Petr Leontev

Blog

Cross platform and vendor agnostic runtime video recording solution for Unreal Engine 5

December 29, 2023

Intro

Nowadays people record videos using OS provided tools such as Record Your Screen / Game Bar (Windows key+Alt+R) on Windows, gtk-recordmydesktop or other software on Linux (need to install it first!), Screen Recorder On Android or Start recording action on Oculus. I assume Mac also has similar functionality.

The question that I ask in this article is how can a commertial cross-platform program provide a video recording functionality across multiple OS and hardware vendors ideally leveraging hardware acceleration (CPU or GPU)?

In most cases the answer is to use FFmpeg. It can encode/record videos on any platform given one has enough time to figure out how it works (list of features goes way way beyond creating videos though). However, decision to incorporate "free software" FFmpeg imminently leads to dealing with Licensing and lots of LEGAL stuff.

Open-source software and Licensing HELL

What I recently learned is that an open-source "free" software can easily be not that "open" and not that "free". These days each software piece is protected by the corresponding license. Moreover, there are over 80 open-source licenses! FAANG and other big corps have their own licensing terms. In case you never encountered them before it could be pretty confusing to figure out what license you can use, how you can use it and in what circumstances. In other words, what license will be compatible with your software / system? Below picture outlines only a minor part of the huge problem:

Open-source software licenses and how they interact

Back to our case. Remember that we want to provide video recording capabilities in our software by integrating FFmpeg. We are now educated so we first want to look up FFmpeg license:

FFmpeg is licensed under the GNU Lesser General Public License (LGPL) version 2.1 or later. However, FFmpeg incorporates several optional parts and optimizations that are covered by the GNU General Public License (GPL) version 2 or later. If those parts get used the GPL applies to all of FFmpeg.

GNU Lesser General Public License (LGPL) by itself should be okay for commercial software but the problem is FFmpeg incorporates several optional parts and optimizations that are covered by the GNU General Public License (GPL) version 2 or later. If those parts get used the GPL applies to all of FFmpeg. What I learned from playing with FFmpeg build process is that to keep FFmpeg LGPL compliant, especially when you want to use x264 codec is simply not possible. Why x264? x264 is a fundamental video codec that is performant enough even on low-power mobile devices i.e. mobile phones. Unfortunately, compiling FFmpeg with x264 support means GPL applies to whole FFmpeg and GPL is a pretty restrictive license for a distributable commercial software to use. Somebody on the internet said this: "Got to love the GPL: Force everything that touches it to be open source". Whether that is good or bad is up to you to decide.

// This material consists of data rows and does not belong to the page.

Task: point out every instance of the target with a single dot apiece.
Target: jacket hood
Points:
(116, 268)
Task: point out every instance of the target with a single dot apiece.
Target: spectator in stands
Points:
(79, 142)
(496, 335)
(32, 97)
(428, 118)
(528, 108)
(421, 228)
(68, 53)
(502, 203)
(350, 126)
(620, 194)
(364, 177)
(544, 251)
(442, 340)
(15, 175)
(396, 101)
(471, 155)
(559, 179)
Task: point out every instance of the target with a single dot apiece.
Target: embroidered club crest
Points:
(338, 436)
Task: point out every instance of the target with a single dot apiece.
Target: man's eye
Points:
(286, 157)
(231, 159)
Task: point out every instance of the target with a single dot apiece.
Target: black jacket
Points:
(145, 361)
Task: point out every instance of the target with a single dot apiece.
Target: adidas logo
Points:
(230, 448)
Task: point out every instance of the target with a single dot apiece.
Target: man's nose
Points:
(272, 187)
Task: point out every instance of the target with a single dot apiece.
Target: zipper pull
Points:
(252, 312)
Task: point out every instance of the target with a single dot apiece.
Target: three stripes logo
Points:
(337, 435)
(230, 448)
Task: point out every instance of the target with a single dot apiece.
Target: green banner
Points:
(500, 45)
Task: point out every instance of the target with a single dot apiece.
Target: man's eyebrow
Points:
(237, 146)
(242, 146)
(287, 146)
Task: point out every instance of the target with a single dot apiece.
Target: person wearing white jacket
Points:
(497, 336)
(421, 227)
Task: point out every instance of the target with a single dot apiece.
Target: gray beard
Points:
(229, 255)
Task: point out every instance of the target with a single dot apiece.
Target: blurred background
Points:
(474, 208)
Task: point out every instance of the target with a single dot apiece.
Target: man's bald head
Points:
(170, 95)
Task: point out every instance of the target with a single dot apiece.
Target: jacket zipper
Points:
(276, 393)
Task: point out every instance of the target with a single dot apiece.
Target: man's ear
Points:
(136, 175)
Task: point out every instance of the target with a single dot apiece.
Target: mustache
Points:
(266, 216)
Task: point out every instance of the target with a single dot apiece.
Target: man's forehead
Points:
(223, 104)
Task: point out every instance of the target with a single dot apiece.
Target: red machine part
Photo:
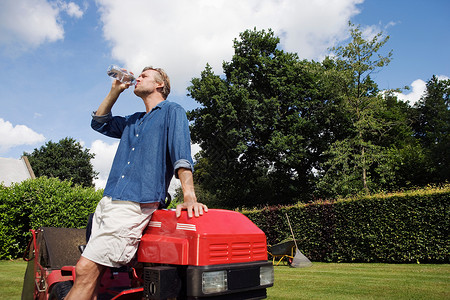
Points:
(217, 237)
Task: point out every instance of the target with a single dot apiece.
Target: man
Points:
(154, 145)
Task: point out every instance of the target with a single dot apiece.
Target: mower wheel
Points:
(60, 290)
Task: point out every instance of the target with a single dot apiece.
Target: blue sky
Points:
(54, 54)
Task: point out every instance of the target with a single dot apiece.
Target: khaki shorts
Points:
(117, 228)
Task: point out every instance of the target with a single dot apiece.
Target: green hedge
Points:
(41, 202)
(396, 228)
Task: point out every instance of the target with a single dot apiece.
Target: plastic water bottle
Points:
(121, 75)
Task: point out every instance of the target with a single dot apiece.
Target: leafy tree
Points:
(257, 125)
(65, 160)
(432, 127)
(353, 161)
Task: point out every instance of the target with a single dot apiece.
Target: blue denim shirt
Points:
(152, 147)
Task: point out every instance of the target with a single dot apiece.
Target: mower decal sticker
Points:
(190, 227)
(155, 224)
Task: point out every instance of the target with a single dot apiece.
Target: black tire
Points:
(60, 290)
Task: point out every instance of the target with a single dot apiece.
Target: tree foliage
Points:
(257, 125)
(275, 129)
(66, 160)
(352, 161)
(432, 127)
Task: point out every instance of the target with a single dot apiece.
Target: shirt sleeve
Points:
(179, 140)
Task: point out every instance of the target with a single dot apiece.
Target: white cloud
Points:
(27, 24)
(12, 136)
(182, 36)
(418, 89)
(71, 8)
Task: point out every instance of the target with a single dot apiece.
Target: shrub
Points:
(395, 228)
(41, 202)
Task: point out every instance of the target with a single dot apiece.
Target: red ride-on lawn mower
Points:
(221, 255)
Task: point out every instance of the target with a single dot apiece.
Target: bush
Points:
(396, 228)
(41, 202)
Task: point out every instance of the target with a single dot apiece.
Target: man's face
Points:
(146, 84)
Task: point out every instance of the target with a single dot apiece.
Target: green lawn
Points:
(362, 281)
(321, 281)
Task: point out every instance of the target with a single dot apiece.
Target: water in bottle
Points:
(121, 74)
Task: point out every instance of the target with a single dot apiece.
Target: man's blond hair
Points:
(161, 77)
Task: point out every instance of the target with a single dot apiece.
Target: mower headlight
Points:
(266, 276)
(214, 282)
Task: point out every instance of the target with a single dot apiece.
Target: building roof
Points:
(15, 170)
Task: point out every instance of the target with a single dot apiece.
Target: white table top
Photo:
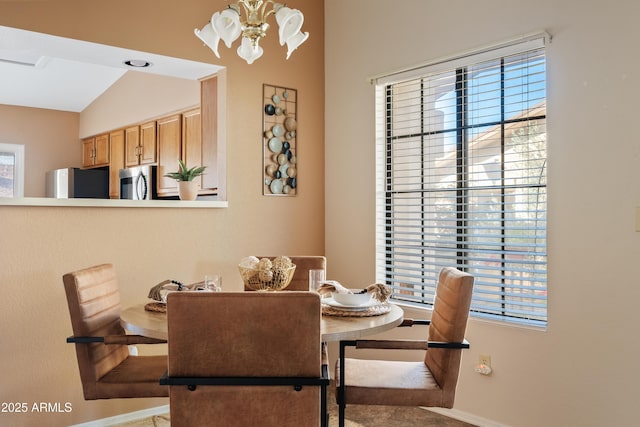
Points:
(137, 320)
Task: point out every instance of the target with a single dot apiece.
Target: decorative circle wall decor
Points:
(279, 145)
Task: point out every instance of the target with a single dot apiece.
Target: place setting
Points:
(339, 300)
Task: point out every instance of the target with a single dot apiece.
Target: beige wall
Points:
(50, 138)
(39, 244)
(137, 97)
(582, 370)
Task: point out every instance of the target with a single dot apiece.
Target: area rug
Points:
(356, 416)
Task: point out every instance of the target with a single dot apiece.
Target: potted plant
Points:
(187, 187)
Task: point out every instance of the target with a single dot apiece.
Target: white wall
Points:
(582, 369)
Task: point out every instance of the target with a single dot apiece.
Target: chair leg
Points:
(324, 413)
(342, 388)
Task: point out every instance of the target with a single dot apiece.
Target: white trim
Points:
(466, 417)
(510, 47)
(125, 418)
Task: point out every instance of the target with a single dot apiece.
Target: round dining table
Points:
(138, 320)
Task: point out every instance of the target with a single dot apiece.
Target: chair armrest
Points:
(408, 344)
(411, 322)
(116, 339)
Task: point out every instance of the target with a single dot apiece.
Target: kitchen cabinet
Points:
(169, 139)
(116, 161)
(95, 151)
(140, 144)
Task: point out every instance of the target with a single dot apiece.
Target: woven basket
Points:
(275, 279)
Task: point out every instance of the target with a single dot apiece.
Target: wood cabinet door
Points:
(148, 141)
(116, 148)
(169, 152)
(101, 157)
(87, 152)
(131, 143)
(192, 141)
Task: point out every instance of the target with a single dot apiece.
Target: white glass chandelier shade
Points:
(209, 37)
(294, 41)
(228, 25)
(289, 23)
(249, 51)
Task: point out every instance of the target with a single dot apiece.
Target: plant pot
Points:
(188, 190)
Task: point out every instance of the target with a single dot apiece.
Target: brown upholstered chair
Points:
(107, 370)
(246, 359)
(300, 280)
(431, 382)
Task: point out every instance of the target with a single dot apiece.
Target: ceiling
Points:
(43, 71)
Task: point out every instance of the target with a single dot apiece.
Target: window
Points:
(11, 170)
(461, 180)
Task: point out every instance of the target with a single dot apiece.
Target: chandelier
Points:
(229, 24)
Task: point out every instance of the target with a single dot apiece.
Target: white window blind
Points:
(11, 170)
(461, 181)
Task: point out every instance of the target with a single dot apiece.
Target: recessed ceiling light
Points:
(137, 63)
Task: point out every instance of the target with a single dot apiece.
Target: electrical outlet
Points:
(485, 360)
(484, 365)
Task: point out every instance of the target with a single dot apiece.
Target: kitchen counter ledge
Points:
(112, 203)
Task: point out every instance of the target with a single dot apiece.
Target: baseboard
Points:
(125, 418)
(466, 417)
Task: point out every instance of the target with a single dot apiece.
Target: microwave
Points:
(139, 183)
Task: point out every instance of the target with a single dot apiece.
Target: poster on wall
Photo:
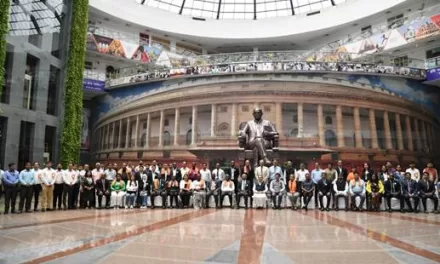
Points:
(85, 131)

There is more to FFmpeg licensing question though:

Read the license texts to learn how this affects programs built on top of FFmpeg or reusing FFmpeg. You may also wish to have a look at the GPL FAQ.

Even more, FFmpeg website contains License Compliance Checklist that consists of 18 steps! Go check LEGAL stuff, you will be surprised!

Finally, the cherry on the cake:

Q: Is it perfectly alright to incorporate the whole FFmpeg core into my own commercial product?

A: You might have a problem here. There have been cases where companies have used FFmpeg in their products. These companies found out that once you start trying to make money from patented technologies, the owners of the patents will come after their licensing fees. Notably, MPEG LA is vigilant and diligent about collecting for MPEG-related technologies. 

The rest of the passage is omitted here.